Her signature theme is that the state should organise its interventions around “grand challenges”. For her, the 1960s Apollo programme is the archetypal “moonshot”, an inspirational mission that created not just new technologies but also new markets and new human possibilities.

Today’s grand challenges include climate change, the amelioration of global poverty, gender inequality, hunger, and deficiencies in the provision of basic education and health. Mazzucato concedes that these goals are “even more challenging than the moon landing”. This is something of an understatement. But her insistence that these challenges require concerted action is important and undeniable.

Mazzucato’s selection bias, however, represents a serious flaw of method, one she shares with “developmental state” proponents: she cherry-picks state-driven interventions that “worked” and ignores similar interventions that didn’t. (Those who believe the moon landings were a colossal waste of time and resources, driven by mindless superpower rivalry, are not entertained at all.)

She does not reflect on the failures, such as the 1970s US war on cancer, designed precisely to replicate the alleged successes of Apollo, let alone the myriad disastrous developmental state interventions that scarred many economies, north and south, across the post-war period.

Giving politicians leeway to engage in “moonshot” programmes has often been an invitation for them to spread patronage and secure short term political advantage. Today’s “strongman” leaders, in particular, are enamoured of visionary initiatives, or great leaps forward that embody national virility and symbolise the leader’s position at the vanguard of change.

SA has had its own recent moonshots. For the Fifa Soccer World Cup in 2010, for example, routine state activities such as maintaining energy and communications infrastructure were suspended, while resources were poured into infrastructural white elephants. The event was essentially a nationalist political project, so satisfying to elites that they have been unable to account frankly for dismal balance of costs of benefits it generated.

Former president Jacob Zuma’s proposed Russian nuclear procurement exercise was perhaps another great mission, one that was tragically derailed by counter-revolutionary forces.

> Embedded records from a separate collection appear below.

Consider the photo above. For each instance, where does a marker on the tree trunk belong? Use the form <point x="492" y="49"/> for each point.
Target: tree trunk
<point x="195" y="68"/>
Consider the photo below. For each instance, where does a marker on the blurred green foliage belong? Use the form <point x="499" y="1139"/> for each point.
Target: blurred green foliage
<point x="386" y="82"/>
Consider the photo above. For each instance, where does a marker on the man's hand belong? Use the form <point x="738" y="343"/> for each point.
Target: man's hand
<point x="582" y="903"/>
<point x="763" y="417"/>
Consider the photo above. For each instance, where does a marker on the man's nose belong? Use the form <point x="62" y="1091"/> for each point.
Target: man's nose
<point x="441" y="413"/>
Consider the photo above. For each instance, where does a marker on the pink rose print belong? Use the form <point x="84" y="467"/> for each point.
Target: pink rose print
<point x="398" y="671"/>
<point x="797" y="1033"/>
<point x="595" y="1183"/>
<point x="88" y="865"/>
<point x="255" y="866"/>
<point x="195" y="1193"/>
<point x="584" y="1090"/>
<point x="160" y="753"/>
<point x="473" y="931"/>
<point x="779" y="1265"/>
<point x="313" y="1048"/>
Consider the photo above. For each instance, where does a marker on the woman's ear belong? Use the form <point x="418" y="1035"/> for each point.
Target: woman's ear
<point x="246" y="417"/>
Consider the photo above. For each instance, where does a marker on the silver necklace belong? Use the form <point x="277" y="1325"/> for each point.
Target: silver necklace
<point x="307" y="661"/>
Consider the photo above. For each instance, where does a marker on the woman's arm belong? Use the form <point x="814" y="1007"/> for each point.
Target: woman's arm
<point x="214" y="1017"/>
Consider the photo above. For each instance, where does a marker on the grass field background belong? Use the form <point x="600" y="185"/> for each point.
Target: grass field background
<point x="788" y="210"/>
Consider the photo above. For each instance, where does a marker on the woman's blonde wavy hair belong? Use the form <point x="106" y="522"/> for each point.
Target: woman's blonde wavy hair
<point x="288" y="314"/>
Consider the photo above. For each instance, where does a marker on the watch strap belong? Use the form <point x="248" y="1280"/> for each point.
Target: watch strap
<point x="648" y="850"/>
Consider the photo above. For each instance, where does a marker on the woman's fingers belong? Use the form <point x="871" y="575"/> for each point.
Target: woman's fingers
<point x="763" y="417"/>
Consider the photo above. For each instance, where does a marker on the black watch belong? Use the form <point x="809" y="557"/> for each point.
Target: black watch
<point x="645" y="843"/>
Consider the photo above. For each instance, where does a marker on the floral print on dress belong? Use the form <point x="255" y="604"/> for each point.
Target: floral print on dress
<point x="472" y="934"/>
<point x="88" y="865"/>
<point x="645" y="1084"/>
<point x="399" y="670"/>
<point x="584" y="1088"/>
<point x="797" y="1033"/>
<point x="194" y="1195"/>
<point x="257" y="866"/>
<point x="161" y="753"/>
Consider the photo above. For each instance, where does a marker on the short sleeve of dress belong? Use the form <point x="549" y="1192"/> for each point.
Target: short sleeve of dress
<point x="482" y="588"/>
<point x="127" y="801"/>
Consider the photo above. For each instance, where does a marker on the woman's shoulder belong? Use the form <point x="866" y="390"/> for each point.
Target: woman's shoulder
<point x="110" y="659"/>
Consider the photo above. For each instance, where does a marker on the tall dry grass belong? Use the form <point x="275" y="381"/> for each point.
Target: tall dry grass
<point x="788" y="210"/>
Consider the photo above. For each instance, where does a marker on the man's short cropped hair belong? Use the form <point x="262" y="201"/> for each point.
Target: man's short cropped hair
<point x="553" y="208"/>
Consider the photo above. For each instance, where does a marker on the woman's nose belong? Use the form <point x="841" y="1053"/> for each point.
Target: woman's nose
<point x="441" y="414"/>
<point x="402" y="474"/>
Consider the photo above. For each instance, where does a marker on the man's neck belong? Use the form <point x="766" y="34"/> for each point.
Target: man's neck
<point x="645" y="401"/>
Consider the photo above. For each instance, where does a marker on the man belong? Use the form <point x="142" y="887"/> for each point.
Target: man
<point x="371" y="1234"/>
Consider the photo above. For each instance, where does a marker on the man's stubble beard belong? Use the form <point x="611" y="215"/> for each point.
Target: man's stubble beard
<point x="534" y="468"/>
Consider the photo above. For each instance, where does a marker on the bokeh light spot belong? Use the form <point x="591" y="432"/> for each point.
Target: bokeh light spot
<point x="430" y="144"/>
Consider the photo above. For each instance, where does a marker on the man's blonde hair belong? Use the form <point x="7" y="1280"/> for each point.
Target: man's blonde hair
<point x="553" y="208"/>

In the US, where scepticism about the state is deeply entrenched and acclaim for entrepreneurial genius is naïve and fanciful, Mazzucato no doubt provides a useful corrective to prevailing wisdom, especially among conventional academic economists.

In SA, a “moonshot mentality” is likely to be less benign, liable instead to entrench the reactionary mindsets of some economy cluster ministers, and to embolden them in their many ill-considered interventions.

Privatising SA’s state-owned enterprises, Mazzucato has claimed, will “deprive the state … of an important pool of technical competencies in strategic sectors”. But SAA is not going to the moon. It can’t even get off the ground.

• Butler teaches public policy at the University of Cape Town.